Contrairement aux réunions de comité d’entreprise, les réunions des délégués du personnel avec l’employeur ne donnent pas lieu nécessairement à établissement d’un procès-verbal, mais l’usage existe parfois d’une diffusion de notes de service rendant compte des débats. Si cet usage existe, l’employeur doit bien sûr l’accepter : "Un employeur ne saurait par une décision présentant un caractère unilatéral et autoritaire, refuser de se conformer à des usages régissant l’activité des délégués du personnel et comportant des dispositions plus favorables que celles des textes législatifs" (Cass. crim. 12janvier 1982, Bull. crim. n0 12, p. 25).

De toutes manières, les délégués du personnel ont toujours la possibilité, sous certaines conditions (v. n0 58), d’informer les salariés par voie d’affichage, de diffusion de tracts, ou par contacts directs.

Il peut arriver aussi que les délégués, sans faire de comptes rendus réguliers de leurs débats, souhaitent néanmoins garder une trace complète de leurs discussions avec l’employeur.

En se servant d’un magnétophone par exemple, ou en se faisant assister par un sténotypiste. En ont-ils le droit ?

En ce qui concerne les réunions du comité d’entreprise, c’est oui sans problème.

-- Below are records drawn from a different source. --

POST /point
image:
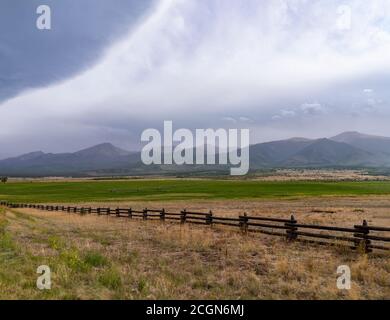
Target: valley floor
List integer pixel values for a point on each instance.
(102, 257)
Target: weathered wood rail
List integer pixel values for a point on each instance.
(362, 237)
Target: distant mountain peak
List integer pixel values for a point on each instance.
(298, 139)
(103, 149)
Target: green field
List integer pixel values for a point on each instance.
(46, 192)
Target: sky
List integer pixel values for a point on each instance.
(107, 70)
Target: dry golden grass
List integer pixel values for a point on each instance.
(111, 258)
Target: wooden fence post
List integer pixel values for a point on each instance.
(362, 242)
(292, 229)
(209, 218)
(244, 223)
(183, 216)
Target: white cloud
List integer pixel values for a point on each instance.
(312, 108)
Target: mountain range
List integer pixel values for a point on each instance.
(346, 150)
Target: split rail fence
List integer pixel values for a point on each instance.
(362, 237)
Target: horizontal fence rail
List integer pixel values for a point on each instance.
(362, 237)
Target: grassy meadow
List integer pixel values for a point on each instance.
(100, 257)
(93, 257)
(177, 189)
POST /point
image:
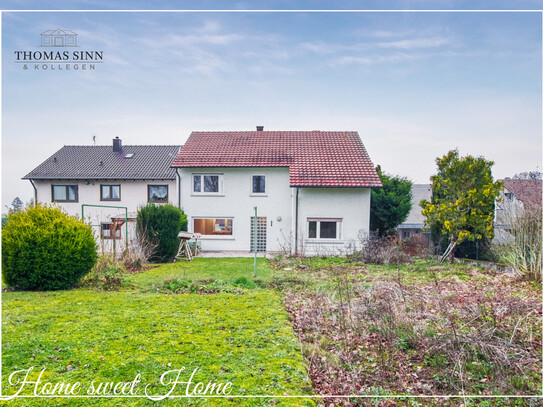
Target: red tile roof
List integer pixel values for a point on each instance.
(314, 158)
(527, 191)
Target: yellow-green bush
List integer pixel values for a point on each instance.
(43, 248)
(159, 225)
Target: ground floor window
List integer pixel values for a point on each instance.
(324, 228)
(108, 230)
(213, 226)
(157, 193)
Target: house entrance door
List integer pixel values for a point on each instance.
(261, 234)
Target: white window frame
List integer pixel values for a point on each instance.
(339, 228)
(202, 192)
(265, 193)
(217, 236)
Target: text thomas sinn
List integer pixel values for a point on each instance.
(58, 60)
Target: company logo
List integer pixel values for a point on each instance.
(59, 60)
(58, 38)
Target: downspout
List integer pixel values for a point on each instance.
(178, 187)
(35, 192)
(296, 225)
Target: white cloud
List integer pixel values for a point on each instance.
(415, 43)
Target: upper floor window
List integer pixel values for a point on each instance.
(157, 193)
(64, 193)
(207, 183)
(324, 228)
(258, 184)
(110, 192)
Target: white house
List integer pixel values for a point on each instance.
(518, 196)
(107, 184)
(312, 190)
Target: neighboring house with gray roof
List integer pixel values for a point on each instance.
(107, 184)
(414, 223)
(518, 196)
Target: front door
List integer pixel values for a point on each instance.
(261, 233)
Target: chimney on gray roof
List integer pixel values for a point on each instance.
(117, 145)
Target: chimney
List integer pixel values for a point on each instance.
(117, 145)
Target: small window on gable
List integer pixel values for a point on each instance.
(324, 228)
(259, 184)
(207, 183)
(110, 192)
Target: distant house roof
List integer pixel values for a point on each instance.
(314, 158)
(100, 162)
(415, 219)
(526, 191)
(58, 32)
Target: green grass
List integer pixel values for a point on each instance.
(224, 269)
(244, 339)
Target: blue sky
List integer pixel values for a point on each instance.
(414, 85)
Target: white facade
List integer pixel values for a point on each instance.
(340, 215)
(133, 194)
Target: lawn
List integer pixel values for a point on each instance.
(84, 335)
(302, 326)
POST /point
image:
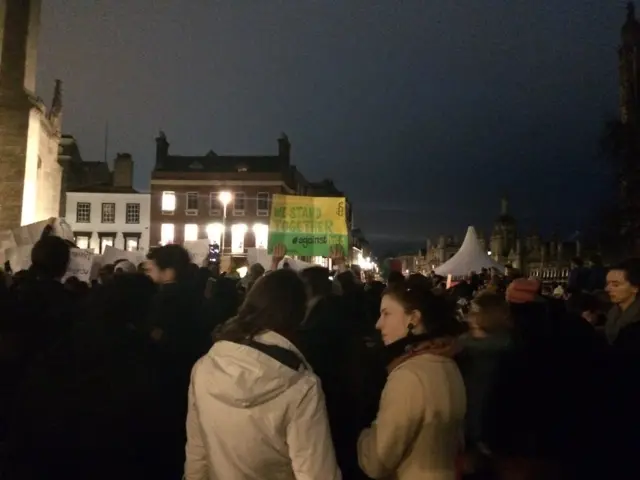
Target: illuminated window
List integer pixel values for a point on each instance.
(82, 242)
(167, 231)
(262, 209)
(261, 232)
(214, 233)
(192, 202)
(214, 204)
(108, 213)
(237, 238)
(190, 232)
(131, 244)
(320, 261)
(105, 241)
(83, 212)
(239, 203)
(168, 203)
(132, 213)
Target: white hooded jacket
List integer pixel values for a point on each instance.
(253, 418)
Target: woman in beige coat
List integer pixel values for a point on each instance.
(418, 432)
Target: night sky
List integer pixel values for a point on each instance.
(425, 114)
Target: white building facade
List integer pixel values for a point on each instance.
(101, 219)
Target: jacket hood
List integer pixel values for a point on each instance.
(244, 377)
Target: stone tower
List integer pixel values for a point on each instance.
(30, 176)
(629, 68)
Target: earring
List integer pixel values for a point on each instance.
(410, 327)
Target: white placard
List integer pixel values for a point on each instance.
(19, 258)
(199, 250)
(111, 255)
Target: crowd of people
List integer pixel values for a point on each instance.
(169, 370)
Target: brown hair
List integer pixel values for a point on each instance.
(276, 302)
(437, 314)
(491, 312)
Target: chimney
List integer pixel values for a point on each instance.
(162, 148)
(504, 206)
(284, 148)
(123, 170)
(17, 27)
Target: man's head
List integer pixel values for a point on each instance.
(50, 257)
(167, 264)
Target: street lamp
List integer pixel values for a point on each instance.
(225, 199)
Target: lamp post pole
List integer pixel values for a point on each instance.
(225, 198)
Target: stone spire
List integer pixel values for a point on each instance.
(56, 103)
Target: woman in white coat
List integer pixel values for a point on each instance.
(256, 410)
(418, 432)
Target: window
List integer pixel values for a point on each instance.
(83, 212)
(214, 233)
(132, 213)
(168, 203)
(214, 204)
(190, 232)
(261, 232)
(192, 203)
(106, 240)
(82, 242)
(167, 231)
(263, 204)
(237, 238)
(131, 244)
(239, 201)
(108, 213)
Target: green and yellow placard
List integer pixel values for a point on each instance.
(308, 226)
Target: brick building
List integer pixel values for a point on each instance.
(30, 176)
(185, 196)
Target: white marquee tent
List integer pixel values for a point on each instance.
(470, 258)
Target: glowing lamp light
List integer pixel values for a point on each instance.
(190, 232)
(168, 201)
(167, 231)
(214, 233)
(238, 232)
(225, 198)
(261, 232)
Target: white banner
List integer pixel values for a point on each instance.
(80, 263)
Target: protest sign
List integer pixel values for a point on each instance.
(111, 255)
(308, 226)
(19, 258)
(80, 262)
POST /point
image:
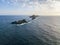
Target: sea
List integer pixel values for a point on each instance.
(44, 30)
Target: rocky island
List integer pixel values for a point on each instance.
(24, 20)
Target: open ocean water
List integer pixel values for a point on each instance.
(44, 30)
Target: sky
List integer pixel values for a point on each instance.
(29, 7)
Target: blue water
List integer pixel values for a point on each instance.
(44, 30)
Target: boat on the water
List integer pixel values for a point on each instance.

La Cour de cassation a eu expressément l’occasion de se prononcer sur l’usage du magnétophone au cours de telles réunions et en a admis la validité, que cette utilisation soit le fait du secrétaire du comité d’entreprise ou de l’employeur lui-même : aucune disposition légale ou réglementaire n ‘interdit l’enregistrement des délibérations du comité d’entreprise à l’aide d’un magnétophone ; un tel enregistrement ne saurait être considéré en soi comme constitutif d’une entrave au fonctionnement de l’institution représentative dont les membres conservent une entière liberté d’expression" (Cass. crim. 4 février1986, Aff. CE Merlin-Gérin).

La Cour de cassation a également jugé que l’employeur ne saurait en aucune façon s’opposer à la présence d’une sténotypiste lors des réunions du comité d’entreprise, dès lors que cette présence a été admise au sein de cet organisme par un "accord majoritaire" (Cass. soc. 7janvier1988, Dindin et a. c/Pichon ; confirmation plus récente, Cass. crim. 30 octobre 1990): "Le membre du comité d’entreprise qui est désigné comme secrétaire et a, à ce titre, la responsabilité de la rédaction des procès-verbaux, peut se faire assister dans cette tâche par un salarié du comité avec l’accord majoritaire de cet organisme" (aff. CE Michelin).

· Rien en revanche n’a été expressément dit à propos des réunions des délégués du personnel : pas de réponse directe de la Cour de cassation, et l’établissement d’un procès-verbal étant obligatoire dans un cas et pas dans l’autre, il n’est pas évident que les solutions retenues par elle en ce qui concerne les réunions du comité d’entreprise soient sans hésitation transposables aux réunions de délégués.

A propos de ces dernières, la seule référence est une réponse ministérielle ancienne (Lettre ministérielle du 3octobre 1975, Bulletin de documentation du ministère du Travail n0 71/75 d’octobre 1975). Dans cette lettre, l’administration avait estimé possible un enregistrement des débats des délégués par magnétophone, dans une hypothèse où le principe de cet enregistrement comme ses modalités avaient été définies par accord avec l’employeur. Mais l’administration avait aussitôt ajouté : à défaut d’un tel accord, "l’enregistrement ne sauraIt être Imposé"; pas plus par l’une des parties que par l’autre.

On retiendra pour l’immédiat que c’est apparemment par la seule voie d’un accord employeur / délégués qu’un enregistrement des réunions - par magnétophone ou sténotypie - peut se concevoir.